Just seven of the 25 leading hitters for average against righties over this span are right-handed. And only Cabrera, Trout, Adrian Beltre, Andrew McCutchen and Buster Posey are above .300. A look at the elite:
The two-time American League Most Valuable Player Award winner and 2012 AL Triple Crown king, Miggy leads MLB since 2012 against righties with his .333 average and is third in OPS at .980. Robinson Cano is second in average (.328), while David Ortiz leads in OPS (.996). Cabrera has hit for a higher average (.322 vs. .318) against righties in his career, with a better OPS (.992 to .952) against lefties.
Like Cabrera, whom he admires, Trout doesn't care which arm you use or what you throw.
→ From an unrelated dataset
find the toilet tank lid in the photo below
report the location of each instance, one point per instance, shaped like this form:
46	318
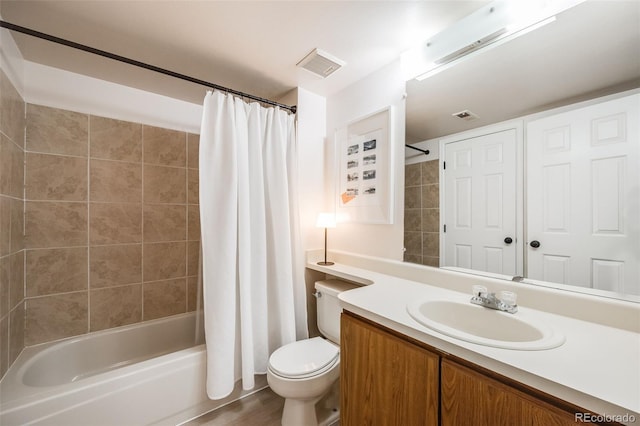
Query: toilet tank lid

His .978 OPS led AL right-handed hitters vs. righties in 2015, with Cabrera (.964) on his heels. Since 2012, Trout is a .314 hitter, fourth overall, against righties, with a .981 OPS surpassed only by Ortiz. Including 2011 cameos, Trout is hitting .310 with a .966 OPS vs. righties compared with .288/.928 vs. lefties.
Encarnacion, Blue Jays
Encarnacion's 121 homers against righties lead the Majors for right-handed hitters since 2012, and his .918 OPS is ninth best among all hitters. He was third in the AL last season at .950, followed by teammates Bautista (.932) and AL MVP Award winner Josh Donaldson (.919). Encarnacion hit .260 and with a .836 OPS vs. southpaws.
The National League's answer to Trout, McCutchen stands 10th overall since 2012 against righties with a .304 average and 13th in OPS at .901. Over his career, clutch Cutch has scorched lefties -- .328 average, .979 OPS -- as opposed to .289/.858 against righties.
Paul Goldschmidt, D-backs
A full-blown superstar, Goldschmidt led all righties with his .986 OPS vs. right-handers last season and matches McCutchen's .901 OPS against righties over the past four seasons. Teammate A.J. Pollock was fifth among NL righties at .860 vs. righties last season.
Fifth against all right-handers since 2012 with a .312 average, Beltre has racked up an .857 OPS against them. In this Hall of Fame-caliber third baseman you find the heartbeat of a dangerous Texas team.
Bautista and Tulowitzki, Blue Jays
Bautista has an OPS of .899 vs. righties since 2012, and he is tied with Cabrera for third in homers, with 103. The Rockies' former centerpiece, Tulo brings his .298 average and .863 OPS vs. righties since '12 to the Toronto party.
Posey punishes lefties (.329 BA, .951 OPS), but he is also a .303 career hitter vs. righties, with an OPS of .823. Teammate Matt Duffy had an .803 OPS vs. righties last season, batting .310, while hitting .252 with an OPS of .642 vs. lefties.
Giancarlo Stanton, Marlins
The game's most fearsome hitter, Stanton has an .891 OPS vs. righties since 2012 with 90 home runs. Those numbers will soar like one of his rockets if he stays healthy.
Nelson Cruz, Mariners
Of Cruz's MLB-high 84 home runs the past two seasons, 62 have come against righties, tying him with Encarnacion. His .866 OPS last season vs. righties was ninth in the AL among right-handed swingers.
Jose Abreu, White Sox
Last season Abreu torched righties with his .908 OPS, sixth in the AL, batting .308 and slugging .548. But the Cuban first baseman scuffled against lefties, batting .232 with a .352 slugging mark.
Nolan Arenado, Rockies
Not only did Arenado launch 22 of his 42 home runs away from Coors Field, the phenomenal young third baseman clubbed righties for a .931 OPS, surpassed only by Goldschmidt among NL righties.
Kris Bryant, Cubs
The 2015 NL Rookie of the Year Award winner let righties know he was reading their stuff, hitting .284 with an .875 OPS, eclipsing his .797 mark vs. southpaws. Twenty of his 26 homers came off righties.
Manny Machado, Orioles
Yet another young star at third, Machado hit .295 with an .894 OPS against righties in 2015, compared with .258/.763 vs. lefties. His career numbers: .285/.805 vs. righties, .271/.744 vs. lefties.
Justin Upton, Tigers
Detroit's new left fielder should fit right in with Miggy and J.D. Martinez, who had an .870 OPS vs. righties in 2015. Upton had a strange 2015 in San Diego, with an .848 OPS vs. righties compared with .558 vs. lefties, unloading 23 of his 26 homers off righties.
Yadier Molina, Cardinals
Still the gold standard for catchers, with eight consecutive Gold Gloves, Molina has hit .298 with a .766 OPS vs. right-handers since 2012, .295/.811 vs. lefties. Mr. Consistency.